Pour la CGT Éduc’action, cette opération pose de nombreux problèmes.
Est-ce le rôle de l’école de vanter la guerre, sans aucun discernement, au seul motif que les soldats engagés le sont sous la bannière de l’armée française ? On se croit revenu aux meilleurs temps de la propagande de la revanche dans l’école de Jules Ferry. Faut-il aussi chanter « Vous n’aurez pas l’Alsace et la Lorraine » ?

Qui plus est, l’armée française est depuis vingt ans une armée de métier, qui ne peut donc être perçue comme représentant peu ou prou la « population en armes ».
Les opérations extérieures de l’armée française ont un caractère colonial et/ou impérialiste, que ce soit au Mali ou ailleurs. Au moment où certains parlent d’intervention au sol en Syrie, il nous semble pour le moins déplacé d’en ajouter dans le militarisme.
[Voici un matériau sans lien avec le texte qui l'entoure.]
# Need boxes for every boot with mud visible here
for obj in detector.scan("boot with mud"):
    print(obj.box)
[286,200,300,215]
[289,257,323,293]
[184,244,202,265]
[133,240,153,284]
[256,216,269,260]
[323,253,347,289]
Demanderons-nous aussi aux élèves d’écrire aux migrants de Syrie, de Libye ou d’Afrique subsaharienne qui subissent la guerre et les interventions occidentales ?
Plus généralement, cette opération colle comme un gant à la conception de la transmission des valeurs de la République qui est celle de ce gouvernement, comme des précédents : les enseignants se doivent de transmettre sans commentaire, d’obéir et de faire obéir.

Tout ceci est à des années-lumière d’une école qui éveille la curiosité, aide à s’approprier des outils de réflexion, émancipe.